Yarbo says it will intentionally remove the rear door on its lawn mowers


Company behind the lawnmower that ran me over he has changed his words. Yarbo now plans to remove backdoor access that would allow malicious actors to reprogram the bot online. Yarbo customers will be able to decide if this is implemented, co-founder Kenneth Kohlmann promises Seaside.

Yarbo was was promised earlier on Friday that it will address many security issues, closing loopholes that allow security researcher Andreas Makris to hack into any bladed robots on the other side of the world, and reveal email addresses and GPS locations. But when it came to the big shots, Yarbo stood up for the moment. The company said it would maintain a backdoor so “authorized internal staff” could support remote devices – only with more security.

Yarbo customers don’t have to decide if their robots have a back door ever? When we asked last week, the company initially said the answer was no. “Completely removing remote diagnosis capabilities would reduce our ability to help customers address security, connectivity, and service issues quickly, especially if physical check-ins are not possible,” spokespeople Showan Hou and Maggie Zhou told us on Saturday.. The company said it is still considering solutions as well strength allow users to log out.

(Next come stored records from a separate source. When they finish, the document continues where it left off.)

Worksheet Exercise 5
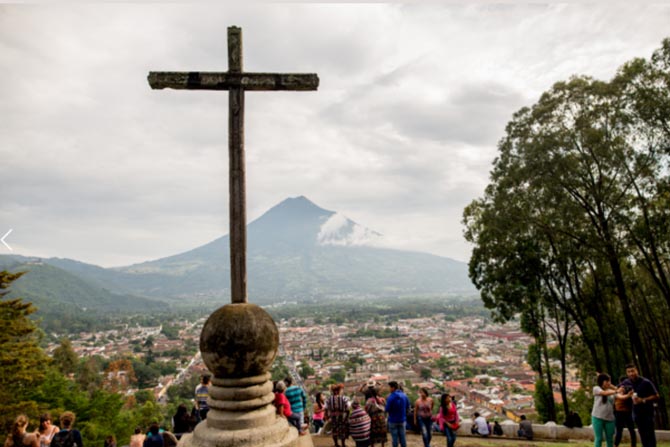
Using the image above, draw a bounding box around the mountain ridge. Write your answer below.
[0,196,476,304]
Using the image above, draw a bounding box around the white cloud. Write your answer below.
[0,2,670,265]
[317,213,382,247]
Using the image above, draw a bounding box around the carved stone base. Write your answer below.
[179,373,298,447]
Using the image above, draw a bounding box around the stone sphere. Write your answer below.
[200,303,279,379]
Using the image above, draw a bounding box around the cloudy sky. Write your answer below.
[0,1,670,266]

But by Monday, when Kohlmann called me from the airport, the company had decided to move forward. The company is producing choose to enter which you can install if you need remote support. “In the future there should be no remote back door unless the user chooses to log in,” he says Seaside.

Above: my first video about the Yarbo robotic lawnmower.

Kohlmann warns that it will take time to remove the tunnel, and the files needed to install the new version may still be technically installed on each robot’s internal storage. “It could be a script that sits on the machine and doesn’t do anything unless the user activates it,” he says. “If the user activates it, then it installs a temporary tunnel once.”

You might want to try uploading your script file to Yarbo tech support before going there, he says. If that’s not enough to diagnose the problem, you can also set up a remote interface.

It’s hard to tell if Yarbo keeps his promise to remove random remote access, because he’s already shutting down his bots (as they should!) following our story. Kohlmann says that every device will soon have to have a unique password, which Yarbo cannot provide to users; firmware updates have already started for the first 1,000 machines and are coming to additional waves of robots.

But Kohlmann says the company is now in contact with Makris, and it’s possible that a security researcher will be able to confirm the changes.